Sunday, April 23rd 2023

"Adamantine" L4 Cache Confirmed on Intel "Meteor Lake," Acts as a Passive Interposer

We've known from a recent report that "Meteor Lake" introduces an L4 cache, and now we are learning that it is codenamed "Adamantine," and serves functions resembling that of a passive interposer. Intel's upcoming "Meteor Lake" microarchitecture will power the company's first disaggregated processor for the client segment.

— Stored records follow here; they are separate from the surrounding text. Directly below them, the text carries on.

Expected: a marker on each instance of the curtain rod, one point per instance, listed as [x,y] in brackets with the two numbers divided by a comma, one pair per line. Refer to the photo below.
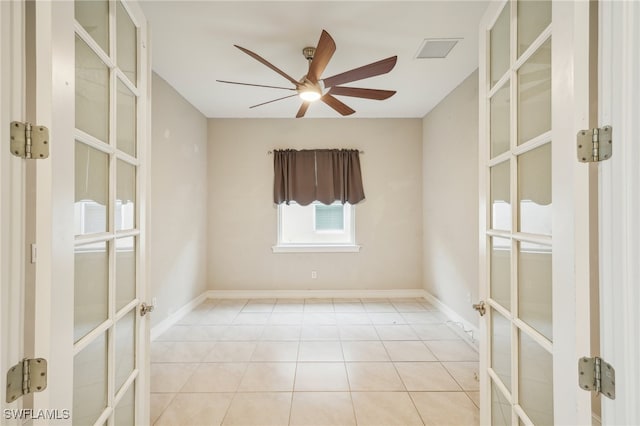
[271,152]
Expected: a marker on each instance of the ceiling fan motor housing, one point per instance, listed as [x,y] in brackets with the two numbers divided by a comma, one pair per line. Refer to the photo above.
[309,52]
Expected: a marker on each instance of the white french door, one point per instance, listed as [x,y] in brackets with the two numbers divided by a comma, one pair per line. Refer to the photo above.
[534,224]
[12,198]
[90,77]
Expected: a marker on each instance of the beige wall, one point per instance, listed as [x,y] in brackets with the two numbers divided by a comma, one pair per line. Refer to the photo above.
[450,170]
[178,203]
[242,216]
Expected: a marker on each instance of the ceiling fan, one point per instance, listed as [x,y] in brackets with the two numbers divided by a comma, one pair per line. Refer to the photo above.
[312,87]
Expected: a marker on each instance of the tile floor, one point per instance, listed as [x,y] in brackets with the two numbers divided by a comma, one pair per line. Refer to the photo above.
[313,362]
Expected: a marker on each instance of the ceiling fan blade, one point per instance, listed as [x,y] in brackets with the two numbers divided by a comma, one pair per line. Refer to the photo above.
[324,51]
[268,64]
[303,109]
[366,71]
[336,104]
[274,100]
[255,85]
[362,93]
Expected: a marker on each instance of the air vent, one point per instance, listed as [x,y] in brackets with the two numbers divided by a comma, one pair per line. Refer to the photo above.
[436,47]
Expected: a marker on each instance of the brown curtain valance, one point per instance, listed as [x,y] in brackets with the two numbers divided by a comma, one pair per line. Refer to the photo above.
[325,175]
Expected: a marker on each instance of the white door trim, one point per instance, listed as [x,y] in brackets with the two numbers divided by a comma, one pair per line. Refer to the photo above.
[570,85]
[619,106]
[12,177]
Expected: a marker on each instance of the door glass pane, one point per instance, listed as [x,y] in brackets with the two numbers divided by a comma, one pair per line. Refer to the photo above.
[90,382]
[125,348]
[500,271]
[501,347]
[125,411]
[534,95]
[125,196]
[500,407]
[91,190]
[500,121]
[534,287]
[126,111]
[500,197]
[499,46]
[534,191]
[533,18]
[125,271]
[92,92]
[91,291]
[94,17]
[536,381]
[127,41]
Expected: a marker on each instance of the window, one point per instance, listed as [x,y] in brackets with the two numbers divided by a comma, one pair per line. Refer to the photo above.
[316,227]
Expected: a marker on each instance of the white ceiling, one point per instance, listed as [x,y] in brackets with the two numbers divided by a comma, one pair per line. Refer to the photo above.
[192,46]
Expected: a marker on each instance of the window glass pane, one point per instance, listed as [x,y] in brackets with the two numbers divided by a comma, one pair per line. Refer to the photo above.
[125,347]
[125,411]
[534,191]
[91,190]
[92,92]
[534,287]
[500,120]
[501,347]
[536,381]
[533,18]
[500,407]
[90,382]
[125,271]
[125,196]
[126,116]
[93,15]
[329,218]
[500,197]
[91,291]
[499,45]
[534,95]
[500,271]
[126,44]
[299,224]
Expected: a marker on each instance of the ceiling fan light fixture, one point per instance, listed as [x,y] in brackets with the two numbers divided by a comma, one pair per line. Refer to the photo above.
[308,91]
[310,95]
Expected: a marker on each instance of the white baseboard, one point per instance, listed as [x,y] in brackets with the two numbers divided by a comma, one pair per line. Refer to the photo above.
[165,324]
[455,318]
[320,294]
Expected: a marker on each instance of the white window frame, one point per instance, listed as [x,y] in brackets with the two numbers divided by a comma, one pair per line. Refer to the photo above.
[318,247]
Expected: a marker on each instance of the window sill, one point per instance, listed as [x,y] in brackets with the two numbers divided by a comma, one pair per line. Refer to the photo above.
[316,248]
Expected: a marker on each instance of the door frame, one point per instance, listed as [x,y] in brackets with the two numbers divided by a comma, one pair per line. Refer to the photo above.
[12,181]
[619,106]
[572,223]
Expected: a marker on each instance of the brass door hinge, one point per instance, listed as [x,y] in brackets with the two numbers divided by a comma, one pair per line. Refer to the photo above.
[29,141]
[29,375]
[594,144]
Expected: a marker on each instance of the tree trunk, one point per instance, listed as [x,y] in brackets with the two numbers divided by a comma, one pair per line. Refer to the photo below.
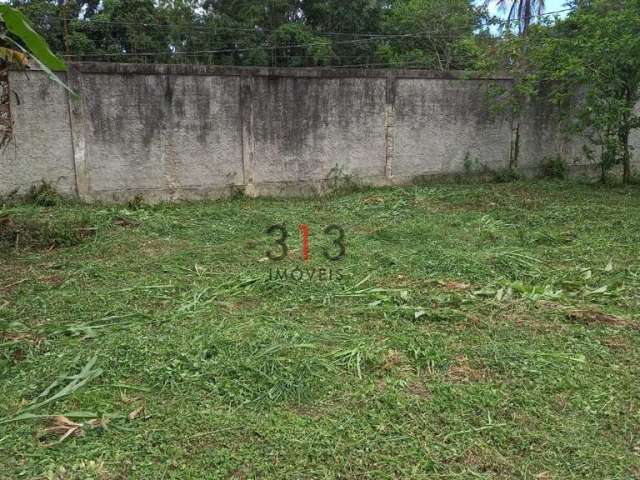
[626,161]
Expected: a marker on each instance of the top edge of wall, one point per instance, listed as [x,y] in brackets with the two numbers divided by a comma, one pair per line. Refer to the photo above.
[311,72]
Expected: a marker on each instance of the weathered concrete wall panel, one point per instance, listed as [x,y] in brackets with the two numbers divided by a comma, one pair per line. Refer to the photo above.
[162,137]
[441,125]
[41,149]
[307,129]
[170,132]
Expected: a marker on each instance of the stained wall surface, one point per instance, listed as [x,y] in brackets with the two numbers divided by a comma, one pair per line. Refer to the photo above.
[169,132]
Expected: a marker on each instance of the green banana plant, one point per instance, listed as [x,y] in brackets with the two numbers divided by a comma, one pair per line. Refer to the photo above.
[30,45]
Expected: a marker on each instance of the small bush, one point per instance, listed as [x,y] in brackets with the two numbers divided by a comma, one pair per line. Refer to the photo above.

A disaggregated processor is different from an MCM (such as "Clarkdale"), since finer components that make up the processor that otherwise can't exist on their own packages without extreme latency, are made to share a single package via a high-speed interconnect. This disaggregation is purely for economic reasons, so the company needn't use the latest (and most expensive) foundry node for the entire processor, but ration it to the specific components that benefit the most from it. Unlike AMD client processors that disaggregate the CPU cores and the remaining processor I/O into two kinds of chiplets, Intel "Meteor Lake" will see the breaking up of not just CPU cores (compute tile), but also the iGPU on its own tile, besides the platform I/O on separate tiles still.
Until now, it was believed that Intel's Foveros packaging innovation, which removes the need for an expensive silicon interposer, would facilitate communications among the various tiles, but now we're learning that the processor will in fact feature an L4 cache memory that provides passive interposer capabilities. By itself, a silicon interposer has no logic. It's only function is to serve as a base for the various logic and memory tiles to be seated on top, so it could provide high-density microscopic wiring among them, which would otherwise not be possible through fiberglass package substrate. An L4 cache is something else, and "Meteor Lake" features an L4 cache acting as a base-tile, and acting like a passive interposer (a misnomer if you understand how it works). This tile has been codenamed "Adamantine."

"Adamantine" is a base tile with a level-4 (L4) cache memory. The physical media is unknown (whether it is expensive SRAM or eDRAM), and the size would vary among the variants of "Meteor Lake," but what this essentially does is interconnect the various tiles via cache memory. While an "active" interposer is a dumb piece of silicon with high-density wiring as we explained earlier, a "passive" interposer is a memory with connections to the various tiles.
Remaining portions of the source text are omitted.